An inspection specialist will be able to examine the mechanical functioning of the pump and look at the overall structure of the well system. They’ll perform a number of tests on your flow rate and water quality, which an underperforming pump might negatively impact. They’ll also suggest replacing worn water well pump components that may affect how long the pump can last.
When you need a new water pump, make sure to buy one as soon as you can.
Check Your Pressure Tank
It’s wise to regularly check your pressure tank to ensure that the switch is working properly and producing the right water pressure for your requirements.
A poorly operating switch may mean that the pressure tank can’t hold enough water. Issues with your pressure tank can, in turn, lead to issues with the pump, as the pump will work harder to replenish the tank. This results in premature wear and inefficient use of energy.
Install a Sediment Filter
How long will a pump last if it isn’t being damaged by sediment? Much longer – a well pump that isn’t exposed to high sediment in water may benefit from up to 5 years of extra time.
To prevent sediment from damaging your pump, pressure tank, motor, pipes, and other well components, there’s a simple solution: installing a sediment filter.
Sediment filters can remove sand, dirt, dust, rust, and other large particles in water. By installing a sediment filter upstream of your water well system, you can extend the lifespan of the entire system significantly.
Perform Necessary Pump Maintenance
You already know the importance of changing the components in your water pump if they’re worn or faulty. But there are other aspects of maintenance to remember, including lubricating the pump.
Pump lubrication is typically required for above-ground pump motors.

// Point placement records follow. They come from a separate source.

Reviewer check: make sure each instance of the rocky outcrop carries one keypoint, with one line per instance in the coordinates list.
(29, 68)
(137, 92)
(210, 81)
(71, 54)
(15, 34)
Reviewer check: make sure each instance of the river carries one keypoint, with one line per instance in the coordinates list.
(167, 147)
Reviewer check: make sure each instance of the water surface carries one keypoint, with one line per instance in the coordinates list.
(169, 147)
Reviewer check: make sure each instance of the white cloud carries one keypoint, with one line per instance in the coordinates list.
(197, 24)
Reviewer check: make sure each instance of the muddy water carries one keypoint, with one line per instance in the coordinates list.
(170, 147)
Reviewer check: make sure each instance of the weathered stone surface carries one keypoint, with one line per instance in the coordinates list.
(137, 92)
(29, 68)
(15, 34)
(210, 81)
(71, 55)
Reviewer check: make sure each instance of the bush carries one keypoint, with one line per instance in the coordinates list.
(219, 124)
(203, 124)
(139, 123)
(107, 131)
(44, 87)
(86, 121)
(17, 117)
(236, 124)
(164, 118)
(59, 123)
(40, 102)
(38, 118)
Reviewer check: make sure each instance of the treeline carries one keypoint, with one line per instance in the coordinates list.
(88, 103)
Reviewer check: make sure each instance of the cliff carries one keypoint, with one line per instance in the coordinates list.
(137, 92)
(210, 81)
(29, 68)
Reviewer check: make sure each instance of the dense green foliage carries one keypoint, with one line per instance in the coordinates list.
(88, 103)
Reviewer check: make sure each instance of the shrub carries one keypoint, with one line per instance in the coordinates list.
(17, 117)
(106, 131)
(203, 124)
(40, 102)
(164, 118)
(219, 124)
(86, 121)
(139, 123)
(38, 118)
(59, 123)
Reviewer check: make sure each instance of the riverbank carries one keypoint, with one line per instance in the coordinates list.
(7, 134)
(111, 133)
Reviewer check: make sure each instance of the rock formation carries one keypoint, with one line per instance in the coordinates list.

How often the pump needs to be lubricated depends on the type of pump you own. Consult the user manual for more information.
Install High-Quality Components
Whether you’re looking at jet pumps, submersible pumps or centrifugal pumps, it’s important that the water pump you purchase is high-quality and capable of handling your daily water usage and pressure.
It’s not just the pump that is important, though – the quality of other components in your well system, like the pressure tank, the check valves, float switch, and even the piping, can also affect how long your pump will last. Make sure every element of your well system is designed to withstand the level of water usage required.
Address Issues Immediately
There are so many components in well systems that it’s natural that some of these parts will stop working eventually.
It’s wise to replace any worn or broken parts as soon as you have detected the issue. Certain problems with water flow can be a sign that the water well pump is no longer operating correctly, and you’ll need to hire a contractor to fix the issue as soon as possible.